Auf der Ostseeinsel Usedom geht die Gemeinde Trassenheide gegen Ferienwohnungen vor, die nach ihren Erkenntnissen nicht als solche genutzt werden dürfen. In einer Siedlung wurden 17 Ferienobjekte identifiziert, deren Nutzung als Urlaubsunterkunft offenbar nicht zulässig ist.
Der Fall ist für die Gemeinde besonders brisant, weil es sich bei den betroffenen Immobilien um Wohnraum handelt – und genau dieser wird dringend benötigt.
17 Ferienobjekte im Visier der Gemeinde
Ferienwohnungen gehören auf Usedom zum alltäglichen Bild. Die Ostseeinsel zählt zu den bedeutenden Urlaubsregionen Mecklenburg-Vorpommerns, entsprechend groß ist die Nachfrage nach Unterkünften für Touristen.

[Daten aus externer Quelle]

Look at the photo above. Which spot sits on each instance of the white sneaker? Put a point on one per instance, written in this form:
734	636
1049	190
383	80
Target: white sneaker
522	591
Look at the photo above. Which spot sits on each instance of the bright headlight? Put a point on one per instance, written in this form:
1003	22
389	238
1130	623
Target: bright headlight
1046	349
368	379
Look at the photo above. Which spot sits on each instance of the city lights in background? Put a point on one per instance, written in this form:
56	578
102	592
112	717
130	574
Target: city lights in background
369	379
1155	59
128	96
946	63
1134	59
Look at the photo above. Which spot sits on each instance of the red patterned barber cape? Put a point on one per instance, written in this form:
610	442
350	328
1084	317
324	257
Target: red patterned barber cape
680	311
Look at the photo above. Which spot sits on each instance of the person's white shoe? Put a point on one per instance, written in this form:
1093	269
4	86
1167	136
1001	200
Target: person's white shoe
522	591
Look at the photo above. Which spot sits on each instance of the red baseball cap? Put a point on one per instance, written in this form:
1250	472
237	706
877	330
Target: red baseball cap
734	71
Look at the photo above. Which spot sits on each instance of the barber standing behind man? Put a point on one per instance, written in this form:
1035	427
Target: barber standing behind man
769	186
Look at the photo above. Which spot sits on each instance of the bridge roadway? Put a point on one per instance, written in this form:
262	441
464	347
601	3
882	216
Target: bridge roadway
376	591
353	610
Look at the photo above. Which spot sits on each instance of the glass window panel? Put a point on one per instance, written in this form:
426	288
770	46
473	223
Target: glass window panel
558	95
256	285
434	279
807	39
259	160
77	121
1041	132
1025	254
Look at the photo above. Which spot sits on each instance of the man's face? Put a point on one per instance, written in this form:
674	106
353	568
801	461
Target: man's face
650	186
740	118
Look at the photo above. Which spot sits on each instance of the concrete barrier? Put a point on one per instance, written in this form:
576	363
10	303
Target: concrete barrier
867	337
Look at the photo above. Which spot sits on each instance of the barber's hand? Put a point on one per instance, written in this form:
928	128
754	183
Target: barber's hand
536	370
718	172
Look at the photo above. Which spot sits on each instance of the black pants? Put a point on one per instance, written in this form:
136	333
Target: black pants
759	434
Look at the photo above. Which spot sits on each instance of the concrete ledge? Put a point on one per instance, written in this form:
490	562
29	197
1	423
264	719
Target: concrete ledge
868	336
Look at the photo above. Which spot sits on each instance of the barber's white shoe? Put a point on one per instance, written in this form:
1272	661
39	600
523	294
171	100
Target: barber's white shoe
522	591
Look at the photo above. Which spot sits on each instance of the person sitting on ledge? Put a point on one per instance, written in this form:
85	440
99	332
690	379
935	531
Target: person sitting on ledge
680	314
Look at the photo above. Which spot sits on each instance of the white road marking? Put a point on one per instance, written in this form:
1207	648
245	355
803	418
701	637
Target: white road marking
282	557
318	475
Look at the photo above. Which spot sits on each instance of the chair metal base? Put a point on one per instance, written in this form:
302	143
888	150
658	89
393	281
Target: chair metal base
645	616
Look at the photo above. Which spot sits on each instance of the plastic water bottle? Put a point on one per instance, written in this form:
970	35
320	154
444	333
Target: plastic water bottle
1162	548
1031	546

Doch nicht jede Wohnung darf automatisch an Urlauber vermietet werden. Entscheidend ist unter anderem, welche Nutzung für ein Gebäude beziehungsweise das betreffende Gebiet baurechtlich vorgesehen und genehmigt ist.
In Trassenheide ist die Gemeinde nun auf 17 Objekte innerhalb einer Siedlung aufmerksam geworden, die nach ihren Erkenntnissen illegal als Ferienunterkünfte genutzt werden.
Feriengäste statt dauerhafter Bewohner
Hinter dem Konflikt steckt ein grundsätzliches Problem vieler stark vom Tourismus geprägter Orte: Wohnungen können für Eigentümer als Ferienunterkünfte wirtschaftlich interessant sein. Gleichzeitig fehlen sie dann möglicherweise Menschen, die dauerhaft in der Gemeinde leben und arbeiten möchten.
Genau deshalb bekommt der Fall in Trassenheide eine zusätzliche Bedeutung. Bei den betroffenen Objekten handelt es sich um Wohnraum, der vor Ort dringend gebraucht wird.
Die Gemeinde will deshalb offenbar nicht hinnehmen, dass regulärer Wohnraum ohne entsprechende Grundlage dauerhaft für touristische Übernachtungen genutzt wird.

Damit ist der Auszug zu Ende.